I took in a deep breath. "Well, when I was at Hogwarts, apparently the Chamber of Secrets opened and it said that people that can speak Parseltongue are the only ones in. So when our new DADA professor decided to do a dueling club and decided to duel with Professor Snape. When the demonstrations was done the professors put us in pairs. We did, we duel, and then it was over. Then, our DADA professor decided that one pair should come up and preform so Professor Snape chose my pair, Draco Malfoy and Me. When we got on the platform, Professor Snape said something about a spell that can summon a snake while the DADA professor was useless. So when Malfoy summoned the snake, the DADA professor stupidly said the wrong spell, sent the snake flying, and agitated the snake. The snake then turned to a Hufflepuff student and started to threatening the poor boy. So I did the only natural thing. I talked to the snake. I said something in Parseltongue, the snake backed off, and the school is afraid of me. Somebody even made a rumor that I was the Slytherin Heir and my so called friends did nothing and joined in the false accusations. Then the rumor went straight to Minister Fudge and being the paranoid fuck-shit he is, he send Aurors to me. A twelve year old child. Headmaster Dumbledore did nothing and didn't even try to defend me even though he knew that I was no Heir to Slytherin. The only people that protested against me being sent to Azkaban was the whole Slytherin students and Professor Snape, which really was weird but I was thankful nonetheless. I was given no trial whatsoever and that's how I ended up here. All because I spoke Parseltongue to the snake to back away from the Hufflepuff boy" I was now breathing heavily and bowed my head down in exhaustion.

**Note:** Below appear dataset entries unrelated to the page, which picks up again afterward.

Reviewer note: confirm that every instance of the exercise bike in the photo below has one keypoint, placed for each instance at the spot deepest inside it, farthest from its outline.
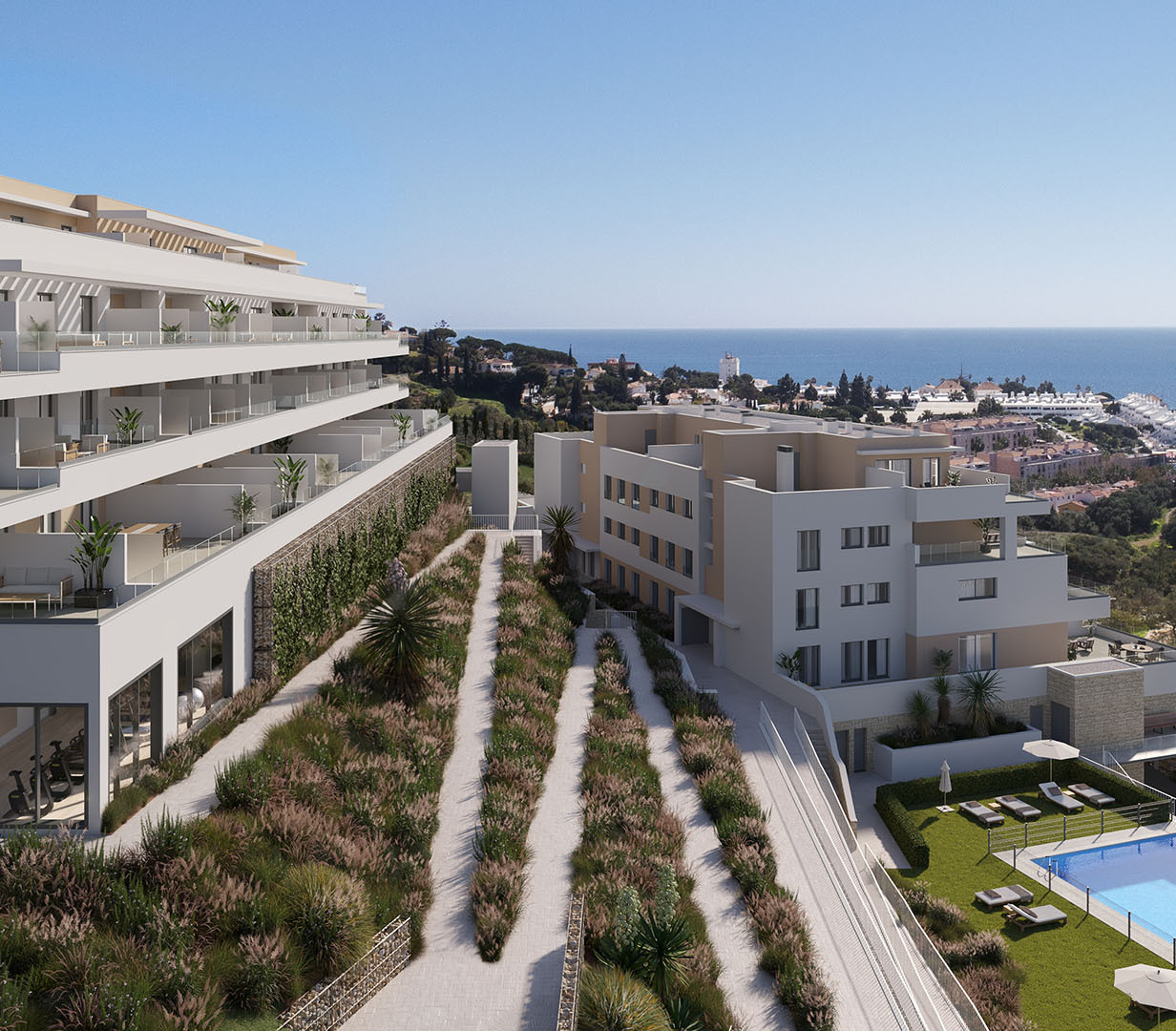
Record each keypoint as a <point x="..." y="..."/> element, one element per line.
<point x="55" y="789"/>
<point x="65" y="767"/>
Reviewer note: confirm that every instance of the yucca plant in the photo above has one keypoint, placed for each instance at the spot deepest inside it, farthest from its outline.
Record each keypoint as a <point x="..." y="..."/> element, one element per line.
<point x="400" y="636"/>
<point x="560" y="522"/>
<point x="918" y="709"/>
<point x="614" y="1000"/>
<point x="979" y="692"/>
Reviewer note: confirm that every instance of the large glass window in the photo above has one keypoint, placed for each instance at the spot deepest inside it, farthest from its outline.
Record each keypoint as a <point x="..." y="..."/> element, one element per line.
<point x="808" y="603"/>
<point x="977" y="651"/>
<point x="42" y="753"/>
<point x="808" y="550"/>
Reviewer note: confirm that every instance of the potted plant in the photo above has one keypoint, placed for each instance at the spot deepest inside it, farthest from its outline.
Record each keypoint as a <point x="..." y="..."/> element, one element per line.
<point x="95" y="544"/>
<point x="126" y="423"/>
<point x="290" y="473"/>
<point x="242" y="507"/>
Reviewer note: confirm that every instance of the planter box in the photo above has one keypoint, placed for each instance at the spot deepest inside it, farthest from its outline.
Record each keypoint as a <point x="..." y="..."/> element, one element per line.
<point x="962" y="756"/>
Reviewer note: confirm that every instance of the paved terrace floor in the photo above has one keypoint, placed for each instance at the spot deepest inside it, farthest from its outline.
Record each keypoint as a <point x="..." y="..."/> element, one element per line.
<point x="196" y="795"/>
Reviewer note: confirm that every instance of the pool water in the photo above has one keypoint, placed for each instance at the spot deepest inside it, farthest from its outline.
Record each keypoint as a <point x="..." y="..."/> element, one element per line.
<point x="1136" y="877"/>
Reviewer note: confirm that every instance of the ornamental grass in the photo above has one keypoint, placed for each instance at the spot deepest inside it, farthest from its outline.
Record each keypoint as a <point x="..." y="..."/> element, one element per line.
<point x="321" y="838"/>
<point x="536" y="644"/>
<point x="708" y="750"/>
<point x="632" y="849"/>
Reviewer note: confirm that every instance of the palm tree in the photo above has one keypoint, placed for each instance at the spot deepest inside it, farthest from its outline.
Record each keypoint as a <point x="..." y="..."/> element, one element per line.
<point x="560" y="522"/>
<point x="979" y="691"/>
<point x="400" y="635"/>
<point x="941" y="661"/>
<point x="918" y="707"/>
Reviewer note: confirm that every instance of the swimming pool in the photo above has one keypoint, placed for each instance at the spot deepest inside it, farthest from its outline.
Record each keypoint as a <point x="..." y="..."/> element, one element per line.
<point x="1136" y="877"/>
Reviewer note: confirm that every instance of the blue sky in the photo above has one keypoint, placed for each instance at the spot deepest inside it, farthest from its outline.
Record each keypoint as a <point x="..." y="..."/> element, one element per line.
<point x="638" y="163"/>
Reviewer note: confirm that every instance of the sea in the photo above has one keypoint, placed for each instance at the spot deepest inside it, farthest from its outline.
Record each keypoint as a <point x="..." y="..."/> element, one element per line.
<point x="1118" y="361"/>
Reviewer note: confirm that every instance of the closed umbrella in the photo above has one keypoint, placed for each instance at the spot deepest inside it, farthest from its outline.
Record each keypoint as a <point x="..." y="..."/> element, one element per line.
<point x="1049" y="749"/>
<point x="1148" y="985"/>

I looked back up and saw that the room was speechless. Until Bellatrix, or Aunt Bella, started squealing.

"YOU'RE A PARSELTONGUE JUST LIKE OUR LORD!!"

Sirius, my 'godfather', slapped his face with his hand and groaned. Dolohov only smirked. Barty Crouch Junior just stared. Uncle Rodo only smiled. Rabastan was still staring at me with his mouth open. The rest had different expressions which I couldn't pay attention to.